Setiap ada perlombaan tulis menulis, entah itu KIR (Karya ilmiah Remaja) ataupun resensi tingkat lembaga, aku hanya gigit jari. Harus puas sebagai penonton semata. Selepas lomba perlombaan, biasanya aku akan menyempatkan untuk ‘mencuri’ tahu karya tulisan para peserta untuk sekedar saya baca sekilas saja. Ketika membaca itu, saya terkagum dan sekaligus heran dengan penulisnya. Bagaimana mereka, yang notabene seumuranku, bahkan ada juga adik kelasku, yang bisa merangkaikan kata demi kata menjadi satu tulisan utuh? Saat itu, yang terpikir olehku hanya, mungkin mereka memang cerdas dan berbakat menulis, sementara aku tidak.

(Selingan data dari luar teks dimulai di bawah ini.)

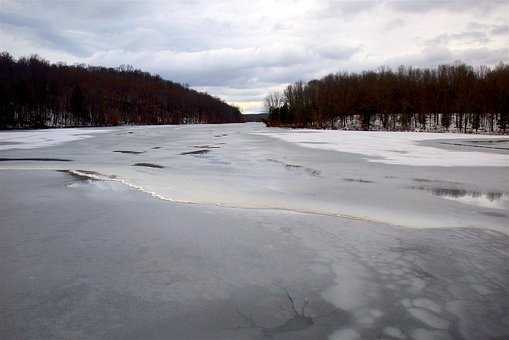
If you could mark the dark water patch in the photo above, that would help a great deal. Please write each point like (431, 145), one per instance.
(310, 171)
(476, 146)
(489, 199)
(489, 141)
(458, 193)
(316, 143)
(206, 147)
(81, 175)
(297, 321)
(399, 151)
(149, 165)
(494, 214)
(197, 152)
(35, 160)
(422, 180)
(130, 152)
(10, 143)
(358, 180)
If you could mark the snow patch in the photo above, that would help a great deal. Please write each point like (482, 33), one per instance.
(32, 139)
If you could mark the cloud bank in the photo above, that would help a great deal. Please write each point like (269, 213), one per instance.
(239, 50)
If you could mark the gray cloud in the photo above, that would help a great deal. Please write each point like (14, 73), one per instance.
(240, 49)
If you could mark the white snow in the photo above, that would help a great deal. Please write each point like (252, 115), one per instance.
(31, 139)
(394, 147)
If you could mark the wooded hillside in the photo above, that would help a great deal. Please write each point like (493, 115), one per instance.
(35, 93)
(446, 98)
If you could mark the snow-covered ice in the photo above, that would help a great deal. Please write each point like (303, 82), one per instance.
(254, 238)
(395, 147)
(30, 139)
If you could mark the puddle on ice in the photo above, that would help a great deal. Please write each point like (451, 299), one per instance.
(494, 200)
(197, 152)
(35, 160)
(149, 165)
(129, 152)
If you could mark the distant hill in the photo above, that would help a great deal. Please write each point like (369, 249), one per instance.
(255, 117)
(454, 98)
(35, 94)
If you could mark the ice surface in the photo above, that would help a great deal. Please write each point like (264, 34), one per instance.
(30, 139)
(207, 245)
(395, 147)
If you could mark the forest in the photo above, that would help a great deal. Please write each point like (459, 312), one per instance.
(456, 98)
(37, 94)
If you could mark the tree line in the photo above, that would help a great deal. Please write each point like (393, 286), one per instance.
(454, 97)
(35, 94)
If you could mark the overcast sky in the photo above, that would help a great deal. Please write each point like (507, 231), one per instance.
(240, 50)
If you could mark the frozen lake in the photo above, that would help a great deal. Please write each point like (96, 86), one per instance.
(244, 232)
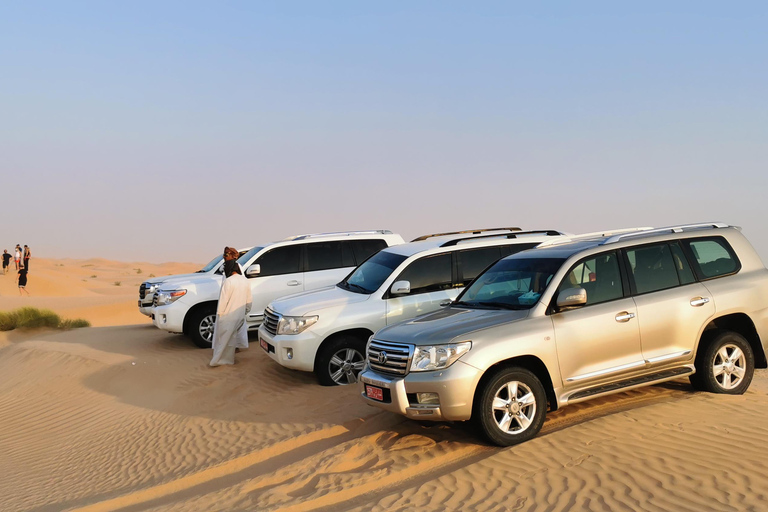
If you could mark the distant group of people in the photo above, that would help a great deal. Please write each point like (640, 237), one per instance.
(21, 258)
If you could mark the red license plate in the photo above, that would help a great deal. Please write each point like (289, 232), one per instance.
(374, 393)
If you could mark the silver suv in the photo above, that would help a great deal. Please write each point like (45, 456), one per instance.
(573, 320)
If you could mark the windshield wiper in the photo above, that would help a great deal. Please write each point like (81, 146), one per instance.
(502, 305)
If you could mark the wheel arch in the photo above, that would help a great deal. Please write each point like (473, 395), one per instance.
(742, 324)
(529, 362)
(194, 309)
(359, 332)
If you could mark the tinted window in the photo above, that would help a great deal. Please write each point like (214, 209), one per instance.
(474, 261)
(428, 274)
(364, 249)
(684, 271)
(368, 277)
(653, 268)
(713, 256)
(283, 260)
(599, 276)
(324, 255)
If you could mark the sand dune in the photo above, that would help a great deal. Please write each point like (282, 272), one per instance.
(126, 417)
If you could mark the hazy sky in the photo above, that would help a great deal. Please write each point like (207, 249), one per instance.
(158, 131)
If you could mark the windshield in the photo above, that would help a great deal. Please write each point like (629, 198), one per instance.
(368, 277)
(512, 283)
(212, 264)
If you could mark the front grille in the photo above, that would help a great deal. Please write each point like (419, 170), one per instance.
(387, 357)
(270, 321)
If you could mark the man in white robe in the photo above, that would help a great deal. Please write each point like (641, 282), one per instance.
(230, 331)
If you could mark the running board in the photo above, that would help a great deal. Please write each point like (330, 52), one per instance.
(631, 383)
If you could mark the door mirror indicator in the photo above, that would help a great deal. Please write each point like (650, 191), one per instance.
(401, 288)
(571, 298)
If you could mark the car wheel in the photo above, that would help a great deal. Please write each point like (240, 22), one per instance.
(725, 364)
(201, 325)
(511, 406)
(340, 361)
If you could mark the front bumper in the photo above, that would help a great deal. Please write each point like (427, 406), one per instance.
(455, 387)
(169, 318)
(295, 351)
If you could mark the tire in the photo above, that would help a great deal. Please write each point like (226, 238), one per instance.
(505, 421)
(725, 364)
(200, 326)
(340, 361)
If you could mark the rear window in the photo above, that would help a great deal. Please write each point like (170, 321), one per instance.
(713, 256)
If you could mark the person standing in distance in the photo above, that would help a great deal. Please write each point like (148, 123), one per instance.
(6, 261)
(230, 331)
(27, 255)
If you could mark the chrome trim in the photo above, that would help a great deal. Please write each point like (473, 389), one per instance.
(607, 371)
(665, 357)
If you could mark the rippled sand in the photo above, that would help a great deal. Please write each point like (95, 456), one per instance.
(131, 418)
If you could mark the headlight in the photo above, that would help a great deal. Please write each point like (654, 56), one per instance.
(438, 357)
(165, 297)
(295, 324)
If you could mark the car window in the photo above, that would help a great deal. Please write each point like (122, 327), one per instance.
(684, 271)
(713, 256)
(599, 276)
(428, 274)
(473, 261)
(325, 255)
(282, 260)
(652, 268)
(364, 249)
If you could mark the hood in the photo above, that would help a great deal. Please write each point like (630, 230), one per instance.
(447, 324)
(305, 303)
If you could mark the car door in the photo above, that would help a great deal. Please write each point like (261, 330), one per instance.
(601, 339)
(431, 279)
(281, 275)
(671, 306)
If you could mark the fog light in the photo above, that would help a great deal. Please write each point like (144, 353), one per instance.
(428, 398)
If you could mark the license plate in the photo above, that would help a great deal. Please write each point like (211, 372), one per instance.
(374, 393)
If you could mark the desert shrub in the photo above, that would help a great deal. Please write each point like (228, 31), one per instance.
(31, 318)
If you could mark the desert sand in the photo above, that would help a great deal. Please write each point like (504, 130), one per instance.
(125, 417)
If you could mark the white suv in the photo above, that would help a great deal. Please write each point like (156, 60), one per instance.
(148, 288)
(293, 265)
(325, 331)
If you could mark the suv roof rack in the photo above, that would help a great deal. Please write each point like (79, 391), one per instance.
(466, 231)
(593, 234)
(339, 233)
(547, 232)
(669, 229)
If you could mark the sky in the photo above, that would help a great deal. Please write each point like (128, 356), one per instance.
(163, 131)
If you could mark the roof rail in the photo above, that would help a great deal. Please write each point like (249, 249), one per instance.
(547, 232)
(669, 229)
(339, 233)
(466, 231)
(594, 234)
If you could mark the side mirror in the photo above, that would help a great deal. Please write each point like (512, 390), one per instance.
(571, 298)
(401, 288)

Akan tetapi, anehnya, meskipun bukan yang merasa bisa menulis, namun saat itu aku beberapa kali menulis surat pribadi, untuk teman dan kenalan baru. Aku sempat beberapa kali menulis surat pribadi untuk mereka, sekedar bercerita, dan lain sebagainya. Entah mengapa kok bisa?
Pikirku, mungkin ini tulisan bebas dan tidak ada pakemnya, sehingga aku bisa semauku untuk mengungkapkan apa yang ingin saya ungkapkan, menyampaikan apa yang ingin saya sampaikan. Barangkali, jawaban dari pertanyaan “mengapa tulis menulis dan mengarang menjadi momok bagiku, dan mungkin juga bagi beberapa temanku yang lain” adalah karena (1) menulis dianggap sebagai pelajaran dan pekerjaan yang mengharuskan pelakunya untuk mengikuti pakem dan aturan tertentu, stuktur susunan kalimat, diksi dan lain sebaginya. (2) menulis sering dibahasakan dengan mengarang, sehingga yang terkesan adalah sulitnya. Padahal kalau mau, sebagai guru bahasa Indonesia, agar seratus persen, minimal mayoritas, dari anak didiknya bisa jadi penulis, cukup ajak mereka menulis apa saja yang ingin ditulisnya mulai dari hal-hal yang sederhana; menulis diari, catatan harian, surat kepada sahabat atau orang yang ingin diajaknya bicara, menulis tentang apa yang dia inginkan dan lain sebagainya.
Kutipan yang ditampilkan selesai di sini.